Jihad Azour, director of the IMF’s Middle East and Central Asia Department, said a total of $64bn in fiscal support had been committed in 12 regional countries as of 6 April.
The IMF’s tracker covered Bahrain, Saudi Arabia, the UAE, Kuwait, Iran, Morocco, Egypt, Tunisia, Libya, Mauritania, Iraq and Sudan.
“On average, countries in the region dedicated more than 2.7 per cent of GDP for fiscal measures,” Azour said.
“This is equivalent to what most emerging markets committed. For developed countries and advanced economies, fiscal measures reached 3-4 per cent on average.”
Bahrain’s and Iran’s fiscal packages exceeded the regional 2.7 per cent average, while Sudan’s and Iraq’s funding commitments were significantly below the benchmark.
Azour explained the $64bn of fiscal support was introduced through both revenue and expenditure initiatives in all 12 countries, except Iraq, Libya and Sudan.
The three countries did not introduce additional revenue measures, according to Azour’s presentation during a briefing call on 27 April.
Central banks also “reacted very quickly” in the near-Middle East region, Azour said.
Most regional central banks adopted a two-pronged approach by adjusting interest rates and liquidity injections.
In some countries, such as Egypt, interest rate cuts exceeded 300 basis points.
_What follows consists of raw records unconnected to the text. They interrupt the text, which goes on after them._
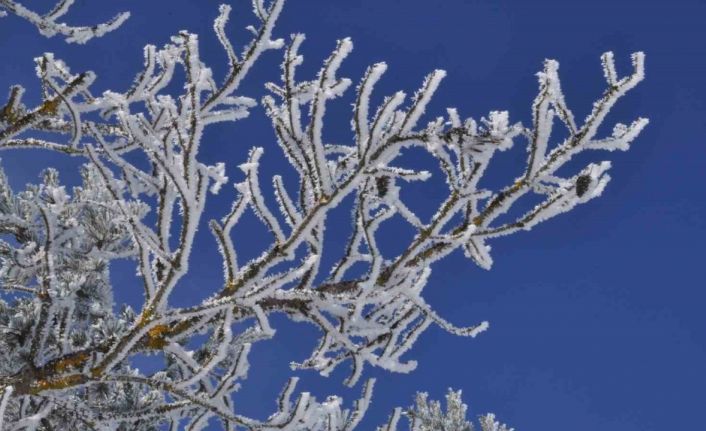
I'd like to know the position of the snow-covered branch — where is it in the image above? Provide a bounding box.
[0,0,647,431]
[0,0,130,43]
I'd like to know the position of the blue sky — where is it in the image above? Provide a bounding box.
[0,0,706,431]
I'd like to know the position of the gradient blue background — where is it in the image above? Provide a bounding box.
[0,0,706,431]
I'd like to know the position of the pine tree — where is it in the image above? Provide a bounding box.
[0,0,647,431]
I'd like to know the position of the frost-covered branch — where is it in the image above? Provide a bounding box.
[0,0,647,431]
[0,0,130,43]
[378,389,513,431]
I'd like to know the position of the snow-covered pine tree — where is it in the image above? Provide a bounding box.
[0,0,647,431]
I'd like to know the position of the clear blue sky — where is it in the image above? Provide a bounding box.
[0,0,706,431]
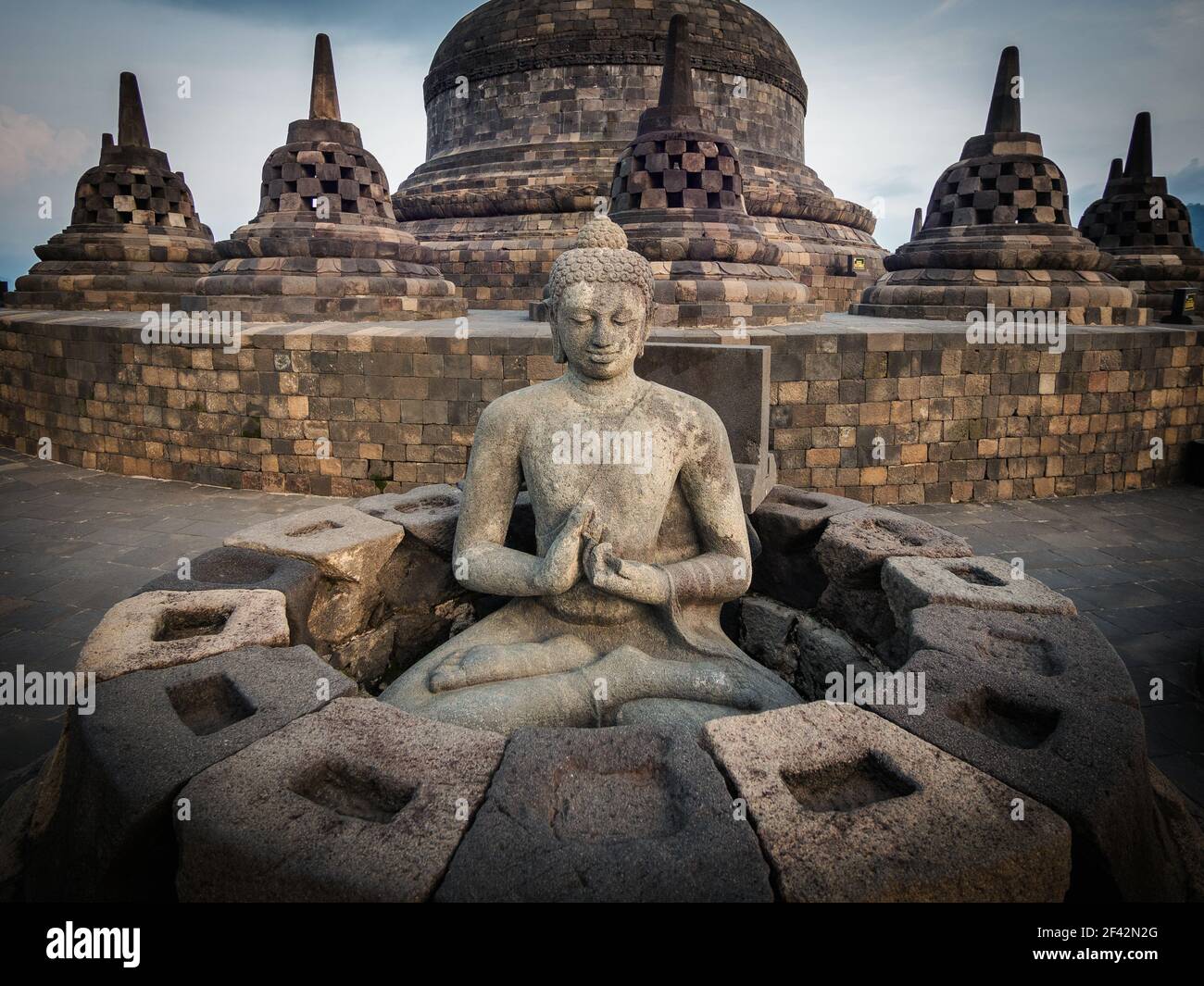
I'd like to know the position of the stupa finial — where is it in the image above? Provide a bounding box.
[1124,112,1153,178]
[658,13,694,108]
[984,44,1020,133]
[117,72,151,147]
[309,33,342,120]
Monetary policy rates have reduced by around 2 per cent each in Qatar and Oman since the beginning of 2020, while in Saudi Arabia and the UAE, the figure has declined by just over 1 per cent each, IMF data shows.
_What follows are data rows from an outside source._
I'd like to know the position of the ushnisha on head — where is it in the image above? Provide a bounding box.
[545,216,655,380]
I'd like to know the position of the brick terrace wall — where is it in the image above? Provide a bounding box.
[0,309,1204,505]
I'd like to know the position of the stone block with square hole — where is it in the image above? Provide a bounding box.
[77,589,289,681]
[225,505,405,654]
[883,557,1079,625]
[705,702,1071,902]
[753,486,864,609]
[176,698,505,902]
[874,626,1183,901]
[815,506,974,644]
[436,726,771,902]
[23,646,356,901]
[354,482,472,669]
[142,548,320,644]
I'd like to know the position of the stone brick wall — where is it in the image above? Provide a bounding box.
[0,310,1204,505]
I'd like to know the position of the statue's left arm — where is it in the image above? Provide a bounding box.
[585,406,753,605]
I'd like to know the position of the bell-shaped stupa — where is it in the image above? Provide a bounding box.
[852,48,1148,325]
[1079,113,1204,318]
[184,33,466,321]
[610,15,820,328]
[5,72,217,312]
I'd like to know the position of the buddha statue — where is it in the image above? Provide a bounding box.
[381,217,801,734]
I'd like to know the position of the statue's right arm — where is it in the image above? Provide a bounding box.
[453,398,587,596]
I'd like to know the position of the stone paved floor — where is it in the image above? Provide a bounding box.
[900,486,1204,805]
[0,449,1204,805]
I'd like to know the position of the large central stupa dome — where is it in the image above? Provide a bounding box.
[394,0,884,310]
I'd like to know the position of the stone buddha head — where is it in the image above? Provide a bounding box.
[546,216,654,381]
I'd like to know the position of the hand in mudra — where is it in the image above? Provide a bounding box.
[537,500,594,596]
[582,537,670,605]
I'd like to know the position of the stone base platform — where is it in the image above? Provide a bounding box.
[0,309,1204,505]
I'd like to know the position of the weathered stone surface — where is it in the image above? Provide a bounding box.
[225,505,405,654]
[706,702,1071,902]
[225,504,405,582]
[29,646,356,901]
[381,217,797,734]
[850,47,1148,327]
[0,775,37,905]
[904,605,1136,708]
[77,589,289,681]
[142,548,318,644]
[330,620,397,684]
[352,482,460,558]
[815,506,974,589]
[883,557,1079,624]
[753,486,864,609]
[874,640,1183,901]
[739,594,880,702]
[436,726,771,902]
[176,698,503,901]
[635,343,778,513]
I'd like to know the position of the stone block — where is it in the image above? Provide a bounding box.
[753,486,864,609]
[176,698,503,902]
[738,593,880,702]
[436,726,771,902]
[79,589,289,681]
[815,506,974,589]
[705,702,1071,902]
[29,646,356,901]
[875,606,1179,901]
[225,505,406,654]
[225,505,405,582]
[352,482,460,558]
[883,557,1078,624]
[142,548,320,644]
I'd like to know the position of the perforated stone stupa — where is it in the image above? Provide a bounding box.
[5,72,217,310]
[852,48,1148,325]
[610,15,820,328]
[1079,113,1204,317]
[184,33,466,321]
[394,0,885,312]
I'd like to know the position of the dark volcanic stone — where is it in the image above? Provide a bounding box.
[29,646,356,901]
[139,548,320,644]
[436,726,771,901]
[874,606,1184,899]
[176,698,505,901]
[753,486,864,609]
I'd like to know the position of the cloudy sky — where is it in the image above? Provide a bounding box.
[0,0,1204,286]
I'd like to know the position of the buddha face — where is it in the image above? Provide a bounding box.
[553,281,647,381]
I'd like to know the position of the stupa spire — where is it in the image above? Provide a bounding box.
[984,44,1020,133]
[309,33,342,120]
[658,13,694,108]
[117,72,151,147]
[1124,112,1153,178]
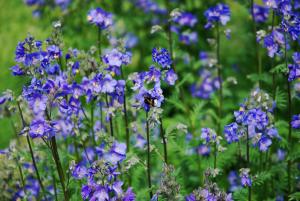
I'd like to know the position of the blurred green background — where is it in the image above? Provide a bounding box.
[0,0,268,149]
[0,0,49,149]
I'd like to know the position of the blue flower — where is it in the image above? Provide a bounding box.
[201,128,217,143]
[10,65,25,76]
[197,144,210,156]
[204,3,231,29]
[165,69,178,85]
[87,8,113,30]
[253,4,269,23]
[173,12,198,27]
[106,141,126,164]
[179,31,198,45]
[224,122,239,143]
[291,114,300,129]
[258,136,272,152]
[102,49,131,75]
[152,48,172,68]
[47,45,62,59]
[29,119,54,138]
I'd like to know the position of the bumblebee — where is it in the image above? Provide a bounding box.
[144,95,156,107]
On average, 3.4 per cent of GDP was committed to liquidity injection measures in seven countries tracked by the IMF, including Bahrain, Qatar, the UAE, Morocco, Jordan, Saudi Arabia and Tunisia.
Central banks in these countries made liquidity injections worth a combined total of $47bn in the first few weeks after the crisis, according to IMF data.
The Bahraini central bank’s liquidity support accounted for 25-30 per cent of the kingdom’s GDP, Azour’s presentation shows.
The next highest commitment was made by the Qatari central bank, accounting for 5-10 per cent of the country’s GDP.
Last week, the IMF projected that the Mena region’s economy would shrink by 3.3 per cent in 2020, retreating 5.9 percentage points from its January forecast of 2.6 per cent growth for the year.
The Mena region is expected to be impacted more severely than the average global growth decline of 3 per cent due to both the higher number of oil-exporting nations that will be weakened fiscally by low oil prices, and the impact on travel and tourism.